Europe : en phase de rémission, mais sa santé reste fragile

Yveslongchamp
Yves Longchamp,

L’Europe a été frappé du même syndrome de la crise financière mondiale que les États-Unis il y a dix ans. Le patient est en phase de rémission, mais sa santé reste fragile, faible et inégale, pour reprendre les mots du Docteur Draghi qui le suit depuis un long moment maintenant.

Un climat particulièrement instable règne actuellement sur les marchés. Tantôt profondément déprimés, tantôt euphoriques, rien ne laisse présager de leurs sautes d’humeur. En tant qu’économiste, je vois les fluctuations des prix de marché (observables en temps réel) comme les symptômes d’une potentielle maladie économique.

Dans un monde au ralenti, caractérisé par une faible croissance, une faible inflation, des taux d’intérêt bas, des rendements bas et, globalement, des performances au plus bas, la frontière entre croissance et récession, inflation et déflation, marchés haussiers et baissiers, est extrêmement ténue. La perception joue un rôle très important dans ce type d’environnement.

Le patient européen est en phase de rémission, mais sa santé reste fragile, faible et inégale, pour reprendre les mots du Docteur Draghi qui le suit depuis un long moment maintenant. Le patient a été frappé du même syndrome de la crise financière mondiale que les États-Unis il y a dix ans et, plus tard, par une forme de trouble gouvernemental mieux connu sous le nom de crise de l’euro. On parle également de dyspraxie politique, une pathologie qui se caractérise par une incapacité à coordonner les mouvements. Les symptômes sont faciles à reconnaître: les actions politiques prises par le patient peuvent sembler maladroites et en décalage par rapport à l’environnement qui prévaut, le patient peine à trouver un équilibre et une posture appropriés.
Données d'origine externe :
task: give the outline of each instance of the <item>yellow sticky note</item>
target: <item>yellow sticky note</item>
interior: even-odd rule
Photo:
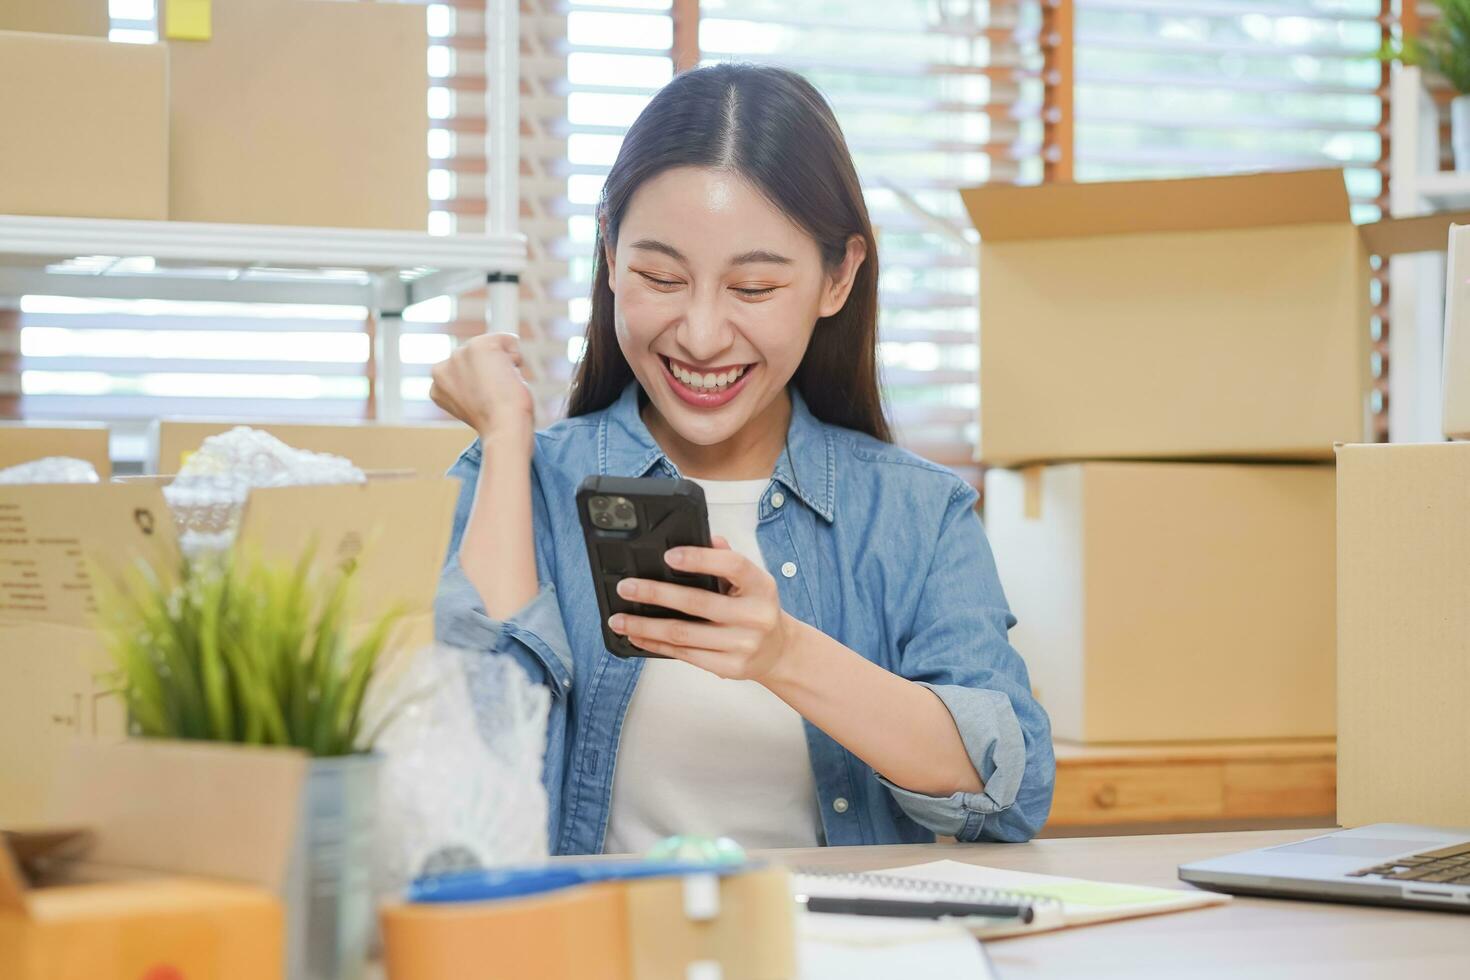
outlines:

Le traitement de ces deux maladies a été majoritairement identique à celui administré aux États-Unis. La banque centrale a abaissé les taux d’intérêt et initié un programme d’assouplissement quantitatif. Toutefois, le traitement est arrivé tardivement, ce qui explique, entre autres, pourquoi les marchés du travail restent globalement loin de l’équilibre. D’après ces indicateurs, les économies européennes sont en moins bonne forme que les États-Unis, mais elles se redressent dans l’ensemble et conservent une certaine marge d’amélioration pour l’avenir.

Les indicateurs avancés n’augurent cependant aucune accélération de la reprise de la croissance du PIB. Lorsque l’on observe la croissance de plus près, la reprise européenne, qui n’a vraiment démarré qu’en 2013, après la crise de l’euro, a été modeste par rapport aux États-Unis. L’économie européenne croît en moyenne à un rythme de 1,1 % par trimestre en termes annualisés, deux fois moins environ qu’outre-Atlantique. Alors que les exportations nettes ont apporté une contribution quasi nulle à la croissance du PIB, la consommation privée – le moteur le plus stable et le plus important pour la croissance – explique 0,5 %, l’investissement 0,3 % et les dépenses gouvernementales 0,3 %, d’où une croissance plus équilibrée en zone euro qu’aux États-Unis. En dépit d’un euro faible, les exportations nettes se sont avérées pénalisantes lors des derniers trimestres. S’agissant de la consommation, les premiers indicateurs envoient un signal mitigé.

D’une part, la création nette d’emploi a continué de se renforcer dans la zone euro, de l’autre, la confiance des consommateurs s’est détériorée à l’échelle européenne, avec à la clé une bien timide croissance de la consommation. L’investissement a fait montre d’une surprenante résilience en Europe, en particulier dans les biens d’équipement et les transports. Le crédit privé non financier a même légèrement rebondi en mars, indiquant que la reprise de l’investissement a encore de beaux jours devant elle.

Tout bien considéré, le patient européen semble sur la bonne voie et ne constitue pas, pour l’heure, une source de préoccupation majeure malgré une santé toujours fragile. La principale menace tient au risque d’une rechute de dyspraxie gouvernementale, susceptible de survenir à tout moment au cours des prochains mois. Le Brexit, le Grexit et les élections générales espagnoles, pour ne citer qu’eux, pourraient déclencher une nouvelle crise.